Ohrakupunktur


Grundsätzlich lassen sich alle funktionellen Störungen über das Ohr behandeln, insbesondere akute und chronische Schmerzen wie z.B. Rückenschmerzen und Kopfschmerzen, Migräne, Beschwerden in den Wechseljahren oder schmerzhafte Regelblutungen, Blasenentzündungen, Magen-Darmerkrankungen. Ohrakupunktur ist sehr erfolgreich bei emotionalen Belastungen, Konzentrationsstörungen, Neuralgien, Schlafstörungen, Allergien sowie zur Unterstützung bei der Raucherentwöhnung oder einer Gewichtsreduktion.

Die Ohroberfläche bildet eine Reflexzone, auf der alle Organe des Körpers abgebildet sind.

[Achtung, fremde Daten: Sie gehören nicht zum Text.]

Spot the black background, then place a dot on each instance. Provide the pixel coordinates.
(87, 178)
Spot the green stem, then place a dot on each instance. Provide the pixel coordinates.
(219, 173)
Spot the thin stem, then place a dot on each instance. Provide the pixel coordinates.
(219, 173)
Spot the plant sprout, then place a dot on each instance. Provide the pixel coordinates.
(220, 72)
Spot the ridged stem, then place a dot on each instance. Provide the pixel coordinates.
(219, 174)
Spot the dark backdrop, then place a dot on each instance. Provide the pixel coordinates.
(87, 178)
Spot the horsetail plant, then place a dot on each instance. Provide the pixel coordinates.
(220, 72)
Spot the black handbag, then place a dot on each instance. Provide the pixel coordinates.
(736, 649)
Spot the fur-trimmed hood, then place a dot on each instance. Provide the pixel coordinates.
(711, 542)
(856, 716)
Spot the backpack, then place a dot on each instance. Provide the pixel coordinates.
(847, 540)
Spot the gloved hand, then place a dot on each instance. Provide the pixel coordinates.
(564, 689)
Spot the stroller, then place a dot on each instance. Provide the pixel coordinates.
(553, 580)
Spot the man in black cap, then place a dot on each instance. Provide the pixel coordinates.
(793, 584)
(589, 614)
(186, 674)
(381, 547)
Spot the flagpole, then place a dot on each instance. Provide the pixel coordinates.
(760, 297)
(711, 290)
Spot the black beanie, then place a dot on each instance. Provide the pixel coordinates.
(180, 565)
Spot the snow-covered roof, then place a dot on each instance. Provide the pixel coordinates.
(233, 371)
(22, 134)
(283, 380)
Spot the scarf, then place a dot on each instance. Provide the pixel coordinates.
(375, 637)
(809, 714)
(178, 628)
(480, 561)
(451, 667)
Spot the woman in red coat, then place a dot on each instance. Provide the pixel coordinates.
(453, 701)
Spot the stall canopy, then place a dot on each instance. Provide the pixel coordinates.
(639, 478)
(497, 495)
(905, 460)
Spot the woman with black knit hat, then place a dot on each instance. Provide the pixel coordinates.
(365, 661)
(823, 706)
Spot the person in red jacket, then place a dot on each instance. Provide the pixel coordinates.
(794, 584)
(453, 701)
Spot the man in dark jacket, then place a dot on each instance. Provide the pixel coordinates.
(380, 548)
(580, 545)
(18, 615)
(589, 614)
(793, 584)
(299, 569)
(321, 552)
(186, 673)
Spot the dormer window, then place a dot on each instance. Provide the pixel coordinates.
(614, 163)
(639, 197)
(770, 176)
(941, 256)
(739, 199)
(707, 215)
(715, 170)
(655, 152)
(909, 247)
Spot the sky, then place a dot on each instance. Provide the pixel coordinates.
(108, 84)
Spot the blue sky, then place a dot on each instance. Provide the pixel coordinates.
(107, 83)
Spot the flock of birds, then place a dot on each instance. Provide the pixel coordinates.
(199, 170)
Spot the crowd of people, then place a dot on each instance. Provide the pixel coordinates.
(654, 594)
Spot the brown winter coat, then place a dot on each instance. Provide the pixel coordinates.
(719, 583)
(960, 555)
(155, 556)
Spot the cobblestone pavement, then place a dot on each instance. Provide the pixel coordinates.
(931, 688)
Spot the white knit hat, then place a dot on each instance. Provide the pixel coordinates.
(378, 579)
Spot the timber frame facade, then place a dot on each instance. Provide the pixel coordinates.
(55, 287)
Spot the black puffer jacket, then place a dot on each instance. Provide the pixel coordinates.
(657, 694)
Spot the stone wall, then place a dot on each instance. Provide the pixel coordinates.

Über Akupunkturpunkte auf dem Ohr können deshalb einzelne Organe oder Körperregionen angesprochen werden.
 Um den therapeutischen Reiz bei chronischen Beschwerden zeitlich zu verlängern, kommen bei dieser Behandlungsmethode gegebenenfalls auch Dauernadeln zum Einsatz. 
Etwa 2 mm lange Nadeln werden fixiert und für 5 bis 7 Tage im Ohr gelassen.
 Zur Dauerbehandlung werden auch Magnetpflaster eingesetzt. Es sind Pflaster mit kleinen Magneten, die den Ohrreflexpunkt akupressieren; der Effekt ist etwas schwächer als bei der Akupunktur. Diese Methode eignet sich besonders für die Behandlung von Kindern.